On Fri, 21 Jan 2005, Greg Stark wrote:
Marco Colombo <marco@xxxxxx> writes:
Exaclty. Or, one could say: the "standard" text format is the one the platform you are running on dictates. Which is what python does.
Egads. So the set of valid Python programs is different depending on what platform you're on? That's just, uhm, insane. So essentially Python isn't a single language, it's a set of languages, Python-NL, Python-NLCR, Python-CR, (and in theory others).
No. Just any other application that reads text files, it reads text files. That simple. It's unfortunate that 'textfile' means different things on different platforms.
So if I generate a database with a Python-CRNL function on windows, then pg_dump it and load it on Unix the function won't run because it's the wrong language, Unix only supports Python-NL.

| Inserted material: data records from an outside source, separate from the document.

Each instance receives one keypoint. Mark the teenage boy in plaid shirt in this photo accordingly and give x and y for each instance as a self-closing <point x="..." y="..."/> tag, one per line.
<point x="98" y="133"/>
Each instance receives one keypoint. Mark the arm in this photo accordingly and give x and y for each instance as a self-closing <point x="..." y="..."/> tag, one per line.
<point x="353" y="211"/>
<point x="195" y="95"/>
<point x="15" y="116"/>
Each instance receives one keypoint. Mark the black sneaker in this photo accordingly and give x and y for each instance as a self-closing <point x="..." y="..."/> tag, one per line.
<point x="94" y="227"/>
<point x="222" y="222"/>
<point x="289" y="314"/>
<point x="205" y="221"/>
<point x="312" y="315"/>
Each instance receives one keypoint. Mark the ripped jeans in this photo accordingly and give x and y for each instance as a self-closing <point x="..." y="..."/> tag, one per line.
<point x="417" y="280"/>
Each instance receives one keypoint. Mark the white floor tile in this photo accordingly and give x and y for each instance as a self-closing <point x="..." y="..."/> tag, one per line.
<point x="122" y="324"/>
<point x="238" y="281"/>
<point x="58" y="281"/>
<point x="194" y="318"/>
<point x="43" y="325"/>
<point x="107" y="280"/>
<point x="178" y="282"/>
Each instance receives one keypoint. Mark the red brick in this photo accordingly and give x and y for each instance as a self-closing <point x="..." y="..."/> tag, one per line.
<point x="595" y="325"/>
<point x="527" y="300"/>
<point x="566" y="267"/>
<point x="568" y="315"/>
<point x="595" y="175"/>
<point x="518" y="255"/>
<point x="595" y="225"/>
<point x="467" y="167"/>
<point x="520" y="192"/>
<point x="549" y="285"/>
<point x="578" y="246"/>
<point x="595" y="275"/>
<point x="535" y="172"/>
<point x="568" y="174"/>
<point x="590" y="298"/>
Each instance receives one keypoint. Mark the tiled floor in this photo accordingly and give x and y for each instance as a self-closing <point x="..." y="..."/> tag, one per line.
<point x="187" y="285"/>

I don't think it's reasonable for pg_dump to think about converting data from one language to another. It's important for pg_dump to restore an identical database. Having it start with special case data conversation from one flavour to another seems too dangerous.
Makes no sense. pg_dump already make a lot of conversions: from internal
representation (which may be platform dependent) to some common format,
say text. It's just multi-line text which is a hard to deal with, because
there _no_ single format for it. pg_dump may just choose one format, and
stick with it. Every dump/restore will work. You may have trouble editing
a text dump, but that's another matter. BTW, what pg_dump does on windows?
I mean with -F p. Does it produce a text file with CRNL line seperator?
What happens if you feed that file to psql on a Unix box? I've tried (adding spurious CRs) on Unix, and I think SQL treats CR as
whitespace so it's no issue. But what for opposite? Is psql on Windows
able to recognize SQL scripts made on Unix? (I can't try this).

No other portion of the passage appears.